A pulse of cold energy surged through the mirror world, rattling the very bones of its existence. The ground beneath Ren's feet cracked open in a perfect, mirror-smooth line. From it, a figure emerged—tall, robed in layers of glass that shimmered like oil on water, their face hidden behind a shifting mask that showed dozens of expressions at once. The girl stiffened, her wings flaring despite their dim glow. "A Vowbound…" she whispered.

Ren didn't recognize the term, but the weight of it pressed down on him like a chain. The masked figure tilted its head, and voices—not one, but many—spoke at once, overlapping in perfect, haunting harmony.

"Ren. You have trespassed where you should not. You have broken what should not be broken. You have taken what should not be yours."
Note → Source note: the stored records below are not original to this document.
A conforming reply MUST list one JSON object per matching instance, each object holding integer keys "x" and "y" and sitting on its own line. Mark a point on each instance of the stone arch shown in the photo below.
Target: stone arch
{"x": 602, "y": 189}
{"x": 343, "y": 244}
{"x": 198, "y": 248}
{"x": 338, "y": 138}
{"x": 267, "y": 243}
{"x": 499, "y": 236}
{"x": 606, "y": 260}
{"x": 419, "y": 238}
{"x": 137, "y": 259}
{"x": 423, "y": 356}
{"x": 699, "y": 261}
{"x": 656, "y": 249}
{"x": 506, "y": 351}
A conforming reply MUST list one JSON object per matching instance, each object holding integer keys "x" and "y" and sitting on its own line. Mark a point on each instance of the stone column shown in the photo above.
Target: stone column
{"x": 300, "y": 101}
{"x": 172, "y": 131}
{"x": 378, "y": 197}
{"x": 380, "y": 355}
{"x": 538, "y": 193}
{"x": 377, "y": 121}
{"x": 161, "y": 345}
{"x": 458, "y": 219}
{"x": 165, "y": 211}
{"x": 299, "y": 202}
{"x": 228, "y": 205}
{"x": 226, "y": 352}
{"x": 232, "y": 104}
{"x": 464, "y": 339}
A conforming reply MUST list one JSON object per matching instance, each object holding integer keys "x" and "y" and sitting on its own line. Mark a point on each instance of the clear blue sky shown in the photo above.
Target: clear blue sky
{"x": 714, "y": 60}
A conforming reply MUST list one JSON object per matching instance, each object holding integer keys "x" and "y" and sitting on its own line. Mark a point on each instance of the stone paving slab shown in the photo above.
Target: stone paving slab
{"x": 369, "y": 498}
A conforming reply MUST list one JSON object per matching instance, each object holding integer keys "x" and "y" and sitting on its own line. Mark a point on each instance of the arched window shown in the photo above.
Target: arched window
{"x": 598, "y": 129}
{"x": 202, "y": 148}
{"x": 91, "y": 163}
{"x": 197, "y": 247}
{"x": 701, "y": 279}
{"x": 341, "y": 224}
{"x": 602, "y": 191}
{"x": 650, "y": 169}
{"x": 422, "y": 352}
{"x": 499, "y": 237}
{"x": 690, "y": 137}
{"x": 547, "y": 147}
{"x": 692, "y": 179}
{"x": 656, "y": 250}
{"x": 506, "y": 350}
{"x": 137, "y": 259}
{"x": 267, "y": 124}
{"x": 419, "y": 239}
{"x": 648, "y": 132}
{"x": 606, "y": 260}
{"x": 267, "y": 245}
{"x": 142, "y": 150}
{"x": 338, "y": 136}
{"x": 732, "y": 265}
Ren's pulse quickened. "I've done what I had to," he shot back, though he felt an unsteady edge to his voice.

The Vowbound took a slow step forward, glass fragments blooming like flowers in their wake. "The Shard-Keeper was only a sentinel. I am the keeper of vows—promises that hold worlds together. You have undone one. Now you will make another."

Ren gritted his teeth. "And if I refuse?"

The masked figure's dozens of expressions froze, aligning into a single, perfectly blank face. "Then your reflection will be erased. And with it—every part of you bound to this world."

The silver-haired girl stepped between them. "You can't," she said fiercely. "His existence is already entangled with the fracture. Erase him, and the wound will spread."

The Vowbound turned its faceless gaze toward her, tilting its head again. "And yet, child of shards, you stand in his defense. Perhaps you wish to take his place?"

Her wings flared wider, shards scattering the faint light into dazzling patterns. "If it comes to that," she said without hesitation.

Ren's eyes widened. "No. Don't even think about it."

The masked figure reached into the air, and a long thread of glass unspooled from nothingness, curling toward Ren like a leash. "Then speak your vow, Ren. Speak it, or I will take from you what you will never reclaim."

Ren felt the weight of both their gazes—the impossible authority of the Vowbound, and the unshakable faith of the girl beside him. His throat tightened. A vow… here, in the mirror world, wasn't just words. It was a binding. A chain. A promise that could outlive him. He swallowed hard, his mind racing, every instinct telling him that whatever he said now would change everything—not just for himself, but for the fracture, for the girl, for the war he didn't yet understand.

Slowly, he stepped forward, meeting the Vowbound's glassy mask head-on. "Then hear me," he said, voice low but steady. "I vow… to end the one who shattered this world. And I'll tear apart every lie that keeps it broken."

The thread of glass coiled tighter, then snapped into his chest—not piercing, but sinking into him, fusing with the light in his veins. The Vowbound's mask shifted again, countless expressions rippling across its surface. "So be it. But know this—every vow demands its price. And yours… will be unbearable."

With that, the figure dissolved into a storm of shards, vanishing into the ring of light above. The silence that followed was suffocating. Ren felt the glass thread pulsing faintly within him, like a second heartbeat. The girl's gaze lingered on him, unreadable.

"You've just tied yourself to something you don't understand," she murmured.

Ren gave a humorless smile. "Story of my life."

Above them, the stitched ring of light shivered once—and somewhere in the distance, a sound like a mirror screaming split the air.